To the Editor:
Airway-occluding mucus plugs (MPs) identified on computed tomography (CT) are a frequent and modifiable pathologic manifestation in people with COPD.1,2 The phenotype has been used as an imaging endpoint in asthma trials, supporting its use in COPD.3,4 However, screening patients with a low likelihood of having MPs can lead to unnecessary radiation exposure and increased study costs. Developing an index to identify patients with a higher likelihood of airway mucus plugs on CT could provide a more efficient screening strategy. The goal of this study was to develop such an index, using data from the COPDGene Study and Evaluation of COPD Longitudinally to Identify Predictive Surrogate Endpoints (ECLIPSE) cohorts, as development and validation datasets.5,6
We analyzed current and former tobacco-exposed participants (history of ≥10 pack years smoked) with Global Initiative for Obstructive Lung Disease (GOLD) grades 1–4 COPD, defined as FEV1/FVC <0.7.7 Of 4480 participants aged 45–80 years with GOLD 1–4 COPD, those with missing CT-based MP scores and a history of asthma were eliminated, leaving 3397 for this analysis. Out of 2163 ECLIPSE COPD participants aged 40–75 years, 1215 had GOLD 2–4 COPD without asthma history and complete data on MP scores.
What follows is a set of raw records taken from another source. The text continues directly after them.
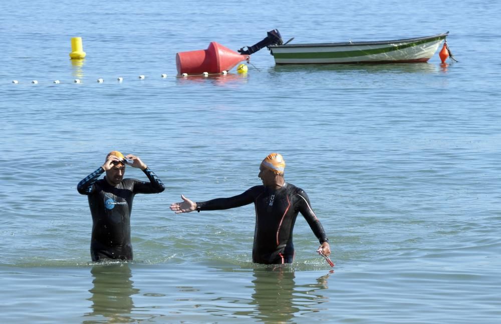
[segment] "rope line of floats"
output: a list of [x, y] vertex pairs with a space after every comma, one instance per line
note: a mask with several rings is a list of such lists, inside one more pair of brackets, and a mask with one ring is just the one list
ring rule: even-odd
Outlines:
[[[238, 69], [237, 70], [237, 71], [238, 71]], [[239, 72], [239, 73], [240, 73], [240, 72]], [[220, 74], [220, 75], [225, 76], [227, 74], [228, 74], [228, 71], [223, 71], [222, 72], [221, 72]], [[191, 77], [200, 77], [200, 76], [203, 76], [203, 77], [205, 77], [206, 78], [206, 77], [208, 77], [209, 75], [214, 76], [214, 75], [215, 75], [214, 74], [211, 74], [209, 75], [207, 72], [204, 72], [201, 75], [192, 75], [192, 75], [190, 75], [189, 76], [188, 76], [187, 73], [183, 73], [182, 75], [181, 75], [180, 77], [183, 77], [183, 78], [187, 78], [188, 76], [191, 76]], [[180, 76], [176, 76], [176, 77], [180, 77]], [[162, 75], [160, 75], [160, 78], [161, 78], [162, 79], [166, 79], [167, 77], [167, 75], [166, 74], [162, 74]], [[140, 75], [140, 76], [139, 76], [138, 77], [138, 79], [139, 80], [145, 80], [145, 79], [146, 79], [146, 77], [145, 75]], [[118, 82], [119, 82], [119, 83], [122, 82], [124, 81], [124, 78], [123, 78], [123, 77], [118, 77], [118, 78], [117, 78], [116, 81]], [[104, 83], [104, 79], [103, 79], [102, 78], [100, 78], [98, 79], [97, 80], [96, 80], [96, 82], [97, 83]], [[75, 79], [72, 82], [72, 83], [76, 83], [76, 84], [80, 84], [80, 83], [82, 83], [82, 80], [81, 80], [80, 79]], [[20, 84], [20, 82], [19, 82], [19, 80], [14, 80], [12, 81], [12, 83], [13, 83], [14, 84]], [[32, 80], [30, 82], [30, 83], [31, 83], [32, 84], [39, 84], [39, 82], [38, 82], [38, 80]], [[54, 81], [53, 81], [52, 82], [52, 83], [53, 83], [54, 84], [61, 84], [61, 83], [64, 83], [64, 82], [63, 82], [59, 80], [54, 80]]]
[[[214, 44], [216, 46], [218, 46], [219, 47], [223, 48], [223, 47], [222, 47], [221, 46], [217, 44], [217, 43], [214, 43]], [[211, 45], [212, 45], [212, 44]], [[72, 49], [72, 52], [71, 53], [70, 53], [70, 57], [71, 58], [71, 60], [74, 60], [75, 61], [83, 61], [84, 59], [85, 58], [86, 54], [83, 51], [83, 46], [82, 45], [81, 37], [74, 37], [71, 39], [71, 49]], [[224, 48], [223, 48], [223, 49], [226, 50], [226, 49]], [[179, 54], [184, 54], [187, 56], [191, 57], [192, 58], [193, 57], [193, 55], [197, 55], [197, 53], [196, 53], [195, 52], [201, 52], [201, 51], [192, 51], [192, 52], [184, 52], [184, 53], [178, 53], [178, 55], [179, 55]], [[236, 59], [238, 60], [238, 59]], [[248, 63], [250, 63], [250, 62], [249, 62], [248, 56], [246, 56], [246, 61]], [[233, 65], [233, 66], [234, 66], [234, 65]], [[254, 66], [254, 65], [253, 66]], [[256, 68], [256, 69], [257, 69], [257, 68]], [[219, 71], [220, 71], [220, 70]], [[246, 73], [247, 71], [248, 71], [248, 68], [247, 67], [247, 66], [243, 64], [239, 65], [236, 68], [236, 72], [239, 74]], [[228, 74], [228, 71], [227, 70], [223, 70], [220, 73], [217, 73], [217, 74], [211, 73], [210, 75], [226, 75], [227, 74]], [[208, 72], [203, 72], [203, 73], [200, 72], [196, 74], [191, 74], [190, 75], [190, 76], [203, 76], [203, 77], [207, 77], [209, 76], [209, 75]], [[180, 75], [176, 76], [180, 76], [183, 78], [187, 78], [188, 75], [187, 73], [181, 73]], [[164, 73], [160, 75], [160, 77], [162, 79], [166, 79], [167, 76], [167, 74]], [[139, 76], [138, 78], [139, 80], [143, 80], [146, 79], [146, 76], [144, 76], [144, 75], [141, 75]], [[118, 82], [122, 82], [123, 81], [123, 80], [124, 78], [123, 77], [118, 77], [117, 78], [117, 81]], [[98, 79], [97, 80], [96, 80], [96, 82], [98, 83], [103, 83], [104, 82], [104, 80], [102, 78], [100, 78]], [[39, 83], [38, 80], [32, 80], [31, 83], [32, 84], [38, 84]], [[54, 84], [59, 84], [60, 83], [62, 83], [61, 81], [59, 80], [55, 80], [54, 81], [53, 81], [52, 83]], [[73, 83], [76, 84], [80, 84], [82, 83], [82, 81], [80, 79], [75, 79], [73, 80]], [[12, 81], [12, 83], [14, 84], [18, 84], [20, 83], [20, 82], [18, 80], [14, 80]]]

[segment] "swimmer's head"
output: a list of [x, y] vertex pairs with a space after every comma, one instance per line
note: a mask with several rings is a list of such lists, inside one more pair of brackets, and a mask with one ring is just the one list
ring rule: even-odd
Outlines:
[[125, 157], [124, 156], [124, 155], [122, 154], [121, 152], [119, 152], [118, 151], [112, 151], [110, 153], [108, 153], [108, 155], [106, 155], [106, 160], [108, 160], [108, 158], [110, 157], [111, 155], [114, 155], [115, 156], [116, 156], [118, 158], [118, 159], [120, 160], [120, 162], [112, 162], [113, 164], [118, 164], [119, 163], [121, 163], [124, 165], [125, 165]]
[[271, 153], [263, 160], [261, 165], [271, 170], [275, 174], [283, 175], [285, 170], [285, 161], [279, 153]]
[[120, 161], [113, 160], [111, 163], [114, 166], [106, 170], [106, 176], [105, 179], [112, 186], [116, 186], [122, 182], [125, 172], [125, 157], [118, 151], [112, 151], [106, 155], [106, 161], [111, 156], [116, 156]]

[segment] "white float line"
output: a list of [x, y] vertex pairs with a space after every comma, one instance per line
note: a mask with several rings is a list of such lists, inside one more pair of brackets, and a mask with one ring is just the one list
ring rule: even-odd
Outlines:
[[[225, 75], [227, 75], [228, 74], [228, 71], [223, 71], [221, 73], [217, 74], [220, 74], [220, 75], [222, 75], [225, 76]], [[203, 76], [203, 77], [207, 77], [209, 76], [209, 75], [209, 75], [208, 72], [203, 72], [201, 74], [190, 74], [190, 75], [188, 75], [187, 73], [183, 73], [181, 75], [176, 75], [176, 76], [174, 76], [174, 77], [175, 78], [179, 78], [179, 77], [187, 78], [188, 76], [189, 76], [189, 77], [196, 77], [196, 76]], [[216, 75], [216, 74], [213, 74], [212, 75]], [[166, 74], [165, 74], [165, 73], [162, 74], [161, 75], [160, 75], [160, 77], [162, 79], [166, 79], [167, 77], [167, 75]], [[138, 79], [139, 79], [140, 80], [145, 80], [145, 79], [146, 79], [146, 76], [145, 76], [144, 75], [142, 75], [142, 75], [139, 75], [138, 77]], [[119, 82], [123, 82], [124, 81], [124, 78], [123, 78], [123, 77], [118, 77], [118, 78], [117, 78], [116, 80]], [[102, 78], [99, 78], [99, 79], [97, 79], [97, 82], [98, 83], [104, 83], [104, 79], [103, 79]], [[12, 81], [12, 83], [13, 84], [19, 84], [19, 81], [18, 80], [14, 80]], [[38, 80], [32, 80], [32, 81], [31, 81], [31, 83], [32, 84], [39, 84], [39, 82], [38, 82]], [[60, 84], [62, 82], [61, 82], [61, 81], [60, 81], [59, 80], [56, 80], [53, 81], [52, 82], [52, 83], [53, 84]], [[75, 80], [73, 80], [73, 83], [77, 83], [77, 84], [82, 83], [82, 81], [80, 79], [75, 79]]]

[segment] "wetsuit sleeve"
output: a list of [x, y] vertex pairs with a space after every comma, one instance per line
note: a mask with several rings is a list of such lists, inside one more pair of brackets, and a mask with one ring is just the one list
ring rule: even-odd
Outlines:
[[[253, 188], [245, 192], [229, 198], [217, 198], [215, 199], [197, 202], [197, 209], [199, 210], [220, 210], [248, 205], [254, 201]], [[199, 208], [199, 209], [198, 209]]]
[[165, 186], [154, 172], [147, 167], [143, 172], [150, 182], [137, 181], [134, 185], [134, 193], [159, 193], [165, 190]]
[[77, 186], [77, 190], [82, 195], [90, 195], [94, 192], [94, 186], [93, 185], [97, 179], [99, 178], [104, 169], [102, 167], [99, 167], [96, 171], [92, 172], [87, 177], [84, 178], [81, 181], [78, 183]]
[[324, 242], [329, 242], [325, 235], [324, 227], [312, 209], [308, 195], [302, 190], [300, 190], [297, 194], [299, 196], [299, 211], [308, 222], [308, 225], [313, 231], [313, 233], [317, 236], [320, 244]]

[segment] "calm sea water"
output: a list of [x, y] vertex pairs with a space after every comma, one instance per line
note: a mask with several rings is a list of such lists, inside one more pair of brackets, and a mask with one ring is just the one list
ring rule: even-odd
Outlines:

Trained readers identified and scored mucus plugs, as previously reported.1 The score consists of the number of lung segments with mucus plugs, ranging from 0 to 18. The score was dichotomized for this analysis as 0–2 vs. ≥3. The cut-off was upon a prior study showing the increased mortality with a score of ≥3.1 To develop an index to predict MPs on CT, the initial selection started from a pool of 12 variables based on prior literature, including 1) age (<65, 65+ years), 2) sex (female, male), 3) body mass index (BMI, kg/m2, <20, 20–24.9, 25–34.9, >35 [control]), 4) smoking status (former vs. current), 5) pack-years smoked, 6) cough, 7) phlegm, 8) dyspnea (defined as Medical Research Council Dyspnea Scale ≥1), 9) history of exacerbations in the year before enrollment (0 vs. ≥1), 10) chronic bronchitis (yes/no), 11) 1–4 GOLD grade, and 12) FEV1/FVC (≥.6, .5 - <.6, .4- <.5, <.4).1,2,7–11 We used mixed-effect models with above categorical factors as fixed effects and clinical site as a random effect. We applied several variable selection methods and compared various models, and then selected the best model based on the Akaike Information Criterion and Bayesian Information Criterion.12 The model was developed in COPDGene and then tested in ECLIPSE. Out of 12 variables, we identified eleven factors that predicted MPs on CT scans. We multiply the coefficients by 20 according to their variable category, round them to integers, and sum them to create an index, ranging from 0 to 106. The same procedure was repeated with continuous variables (i.e., age, BMI, FEV1 % predicted, and FEV1/FVC ratio), yielding similar results. Results are presented only with categorical variables for an easy-to-use and interpret index. The analysis was conducted by a statistician (WW) using the SAS software 9.4 (SAS Institute, Cary, NC).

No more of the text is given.